Posted Apr 13, 2024 - 02:12 MDT
Update
We are continuing to investigate this issue on priority. We apologize for the delay, next update will be at 3 am CST
Posted Apr 12, 2024 - 22:13 MDT
Identified
As the previous fix implemented did not resolve the issue completely. We are continuing the investigation with Google Calendar Service and have determined the cause of the disruption and are working on a fix. The next update will be posted at 8 PM CST.
Posted Apr 12, 2024 - 15:06 MDT
Update
We are continuing to investigate this issue on priority. We will post another update at 4 PM CST.
Posted Apr 12, 2024 - 10:27 MDT
Investigating
As the fix implemented haven't resolved the issue completely, we have moved to the investigation phase. Our Engineering team is currently investigating the issue with Google Calendar Service to determine the cause of the disruption. The next update will be posted at 12 PM CST.
Posted Apr 12, 2024 - 07:22 MDT
Update
We are continuing to monitor for any further issues for next 4 hours.
Posted Apr 12, 2024 - 04:27 MDT
Monitoring
A fix has been implemented. We are moving into the Monitoring Phase for the next 4 hours.
Posted Apr 11, 2024 - 23:58 MDT
Identified
The issue with Google Calendar Service. has been identified and a fix is being implemented. We will post another update at 1am CST.
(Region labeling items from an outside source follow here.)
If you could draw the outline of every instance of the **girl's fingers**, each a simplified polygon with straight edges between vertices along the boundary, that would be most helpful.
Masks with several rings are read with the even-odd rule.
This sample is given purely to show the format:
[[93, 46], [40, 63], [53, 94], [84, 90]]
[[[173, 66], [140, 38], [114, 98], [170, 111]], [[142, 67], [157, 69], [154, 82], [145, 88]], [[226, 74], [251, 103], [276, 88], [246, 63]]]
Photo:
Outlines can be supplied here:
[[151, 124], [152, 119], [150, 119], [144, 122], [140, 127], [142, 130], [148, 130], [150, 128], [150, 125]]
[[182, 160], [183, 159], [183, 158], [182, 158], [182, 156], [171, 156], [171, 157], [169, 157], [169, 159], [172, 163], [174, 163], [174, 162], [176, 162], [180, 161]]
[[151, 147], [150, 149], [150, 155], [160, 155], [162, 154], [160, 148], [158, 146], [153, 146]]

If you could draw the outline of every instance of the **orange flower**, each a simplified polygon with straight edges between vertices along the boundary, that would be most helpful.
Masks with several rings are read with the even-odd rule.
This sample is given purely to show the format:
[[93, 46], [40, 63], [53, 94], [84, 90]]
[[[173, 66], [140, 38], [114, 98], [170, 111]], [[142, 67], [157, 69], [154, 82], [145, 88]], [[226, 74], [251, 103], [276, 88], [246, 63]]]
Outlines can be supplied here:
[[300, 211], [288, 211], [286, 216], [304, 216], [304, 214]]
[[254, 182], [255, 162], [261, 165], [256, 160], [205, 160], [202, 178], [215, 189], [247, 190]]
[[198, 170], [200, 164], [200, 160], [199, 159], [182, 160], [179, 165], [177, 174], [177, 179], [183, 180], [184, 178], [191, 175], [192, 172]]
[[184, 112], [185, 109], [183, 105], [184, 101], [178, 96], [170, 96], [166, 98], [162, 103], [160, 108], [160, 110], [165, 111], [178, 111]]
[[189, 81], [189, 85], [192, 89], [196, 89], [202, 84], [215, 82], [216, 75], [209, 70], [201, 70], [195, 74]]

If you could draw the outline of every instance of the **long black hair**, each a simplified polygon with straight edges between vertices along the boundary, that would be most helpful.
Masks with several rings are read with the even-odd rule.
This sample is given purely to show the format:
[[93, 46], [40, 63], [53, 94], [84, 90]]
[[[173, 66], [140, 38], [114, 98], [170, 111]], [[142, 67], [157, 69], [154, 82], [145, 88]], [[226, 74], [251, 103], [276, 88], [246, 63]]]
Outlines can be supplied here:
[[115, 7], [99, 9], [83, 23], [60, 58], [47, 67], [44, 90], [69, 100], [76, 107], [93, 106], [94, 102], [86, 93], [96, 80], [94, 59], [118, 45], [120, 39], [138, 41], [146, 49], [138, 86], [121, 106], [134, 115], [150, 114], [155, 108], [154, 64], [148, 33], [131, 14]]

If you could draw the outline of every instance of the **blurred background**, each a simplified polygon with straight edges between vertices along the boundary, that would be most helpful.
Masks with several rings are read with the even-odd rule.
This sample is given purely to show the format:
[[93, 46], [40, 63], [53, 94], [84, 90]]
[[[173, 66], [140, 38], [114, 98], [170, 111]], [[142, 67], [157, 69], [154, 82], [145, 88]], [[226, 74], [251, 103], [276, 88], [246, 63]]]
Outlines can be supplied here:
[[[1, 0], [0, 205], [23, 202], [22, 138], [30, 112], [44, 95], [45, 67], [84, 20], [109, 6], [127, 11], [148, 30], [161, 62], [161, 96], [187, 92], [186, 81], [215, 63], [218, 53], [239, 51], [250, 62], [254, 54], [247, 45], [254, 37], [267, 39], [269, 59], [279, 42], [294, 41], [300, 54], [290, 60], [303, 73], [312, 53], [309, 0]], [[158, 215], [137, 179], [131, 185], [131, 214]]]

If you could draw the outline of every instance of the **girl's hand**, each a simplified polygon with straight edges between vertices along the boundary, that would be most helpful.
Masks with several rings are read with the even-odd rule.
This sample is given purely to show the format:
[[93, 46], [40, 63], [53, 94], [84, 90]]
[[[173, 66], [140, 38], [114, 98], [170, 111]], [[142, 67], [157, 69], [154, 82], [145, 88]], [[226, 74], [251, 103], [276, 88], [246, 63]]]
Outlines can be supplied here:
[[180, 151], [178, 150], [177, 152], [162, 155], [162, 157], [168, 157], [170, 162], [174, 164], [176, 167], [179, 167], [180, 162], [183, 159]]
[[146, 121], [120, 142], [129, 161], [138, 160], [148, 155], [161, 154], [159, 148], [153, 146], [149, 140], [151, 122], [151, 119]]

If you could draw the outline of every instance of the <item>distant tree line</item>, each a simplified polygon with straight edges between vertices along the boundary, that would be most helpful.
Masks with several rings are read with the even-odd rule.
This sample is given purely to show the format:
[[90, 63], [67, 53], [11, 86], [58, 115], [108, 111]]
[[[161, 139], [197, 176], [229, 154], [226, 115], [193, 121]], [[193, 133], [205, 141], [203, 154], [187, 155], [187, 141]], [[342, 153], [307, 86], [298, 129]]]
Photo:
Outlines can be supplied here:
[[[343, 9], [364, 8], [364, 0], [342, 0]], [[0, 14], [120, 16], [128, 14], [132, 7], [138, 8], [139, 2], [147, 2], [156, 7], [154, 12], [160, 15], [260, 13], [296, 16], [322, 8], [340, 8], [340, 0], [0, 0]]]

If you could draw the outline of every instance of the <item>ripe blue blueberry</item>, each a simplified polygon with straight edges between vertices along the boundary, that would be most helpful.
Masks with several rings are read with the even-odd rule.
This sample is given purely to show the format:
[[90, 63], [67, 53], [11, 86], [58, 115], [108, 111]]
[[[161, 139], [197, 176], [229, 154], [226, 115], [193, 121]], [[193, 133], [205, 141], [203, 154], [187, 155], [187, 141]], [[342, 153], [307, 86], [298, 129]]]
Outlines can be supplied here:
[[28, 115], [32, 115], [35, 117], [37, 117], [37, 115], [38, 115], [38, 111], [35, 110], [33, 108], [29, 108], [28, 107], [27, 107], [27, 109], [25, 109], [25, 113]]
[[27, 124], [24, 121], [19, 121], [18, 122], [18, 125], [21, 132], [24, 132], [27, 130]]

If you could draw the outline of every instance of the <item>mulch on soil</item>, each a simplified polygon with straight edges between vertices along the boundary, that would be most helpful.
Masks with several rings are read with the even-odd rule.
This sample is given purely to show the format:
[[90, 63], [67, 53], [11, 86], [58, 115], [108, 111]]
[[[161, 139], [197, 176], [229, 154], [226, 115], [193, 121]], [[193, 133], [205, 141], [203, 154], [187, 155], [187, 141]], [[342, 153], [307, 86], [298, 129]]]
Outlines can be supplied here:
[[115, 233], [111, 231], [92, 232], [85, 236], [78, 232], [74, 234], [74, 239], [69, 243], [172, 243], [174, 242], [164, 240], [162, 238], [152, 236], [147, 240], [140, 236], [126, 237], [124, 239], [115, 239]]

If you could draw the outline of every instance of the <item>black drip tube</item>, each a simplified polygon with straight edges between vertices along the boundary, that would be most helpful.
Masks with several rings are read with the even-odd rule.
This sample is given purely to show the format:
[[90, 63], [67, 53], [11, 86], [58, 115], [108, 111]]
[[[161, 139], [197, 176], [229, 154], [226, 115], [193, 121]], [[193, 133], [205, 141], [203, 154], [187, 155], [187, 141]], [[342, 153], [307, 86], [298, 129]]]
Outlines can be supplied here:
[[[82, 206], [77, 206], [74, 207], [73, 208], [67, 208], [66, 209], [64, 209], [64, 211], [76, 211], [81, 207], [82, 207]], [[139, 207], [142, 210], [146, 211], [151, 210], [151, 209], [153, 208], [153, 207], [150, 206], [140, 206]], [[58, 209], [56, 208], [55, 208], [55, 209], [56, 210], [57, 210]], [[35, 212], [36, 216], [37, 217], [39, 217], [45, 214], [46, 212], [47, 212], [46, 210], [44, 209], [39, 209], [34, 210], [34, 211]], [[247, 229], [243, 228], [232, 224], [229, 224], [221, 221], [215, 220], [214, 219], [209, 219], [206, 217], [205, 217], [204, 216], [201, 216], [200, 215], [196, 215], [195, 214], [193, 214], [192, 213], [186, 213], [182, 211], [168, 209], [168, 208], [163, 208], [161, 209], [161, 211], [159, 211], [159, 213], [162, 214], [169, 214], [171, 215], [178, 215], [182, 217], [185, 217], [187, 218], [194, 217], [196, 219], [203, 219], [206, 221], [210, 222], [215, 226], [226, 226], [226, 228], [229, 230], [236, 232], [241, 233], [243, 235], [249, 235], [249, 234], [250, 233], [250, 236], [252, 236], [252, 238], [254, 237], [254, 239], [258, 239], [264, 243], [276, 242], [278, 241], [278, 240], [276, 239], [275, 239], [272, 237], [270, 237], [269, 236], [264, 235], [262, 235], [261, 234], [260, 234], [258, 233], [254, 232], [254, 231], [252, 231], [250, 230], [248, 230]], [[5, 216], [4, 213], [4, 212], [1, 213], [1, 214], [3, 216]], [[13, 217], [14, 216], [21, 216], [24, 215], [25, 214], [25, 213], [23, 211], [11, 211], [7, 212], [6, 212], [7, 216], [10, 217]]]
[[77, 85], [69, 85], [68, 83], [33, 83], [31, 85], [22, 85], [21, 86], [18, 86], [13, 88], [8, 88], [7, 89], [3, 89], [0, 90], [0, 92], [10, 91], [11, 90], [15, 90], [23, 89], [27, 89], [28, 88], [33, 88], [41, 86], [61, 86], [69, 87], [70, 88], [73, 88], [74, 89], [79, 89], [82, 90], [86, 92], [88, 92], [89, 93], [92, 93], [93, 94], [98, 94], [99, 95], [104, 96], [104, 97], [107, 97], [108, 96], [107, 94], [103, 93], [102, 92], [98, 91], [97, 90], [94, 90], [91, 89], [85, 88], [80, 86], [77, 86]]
Posted Apr 11, 2024 - 19:56 MDT
Update
We are continuing to investigate this issue in regard to Google Calendar Sync. The next update will be posted at 11:45pm MDT.
Posted Apr 11, 2024 - 19:35 MDT
Investigating
We are currently investigating an issue with customers using Google Calendar Service. Our Engineering team is currently investigating to determine the cause of the disruption. The next update will be posted at 7:45pm MDT.
Posted Apr 11, 2024 - 15:46 MDT
This incident affected: Google Apps Calendar.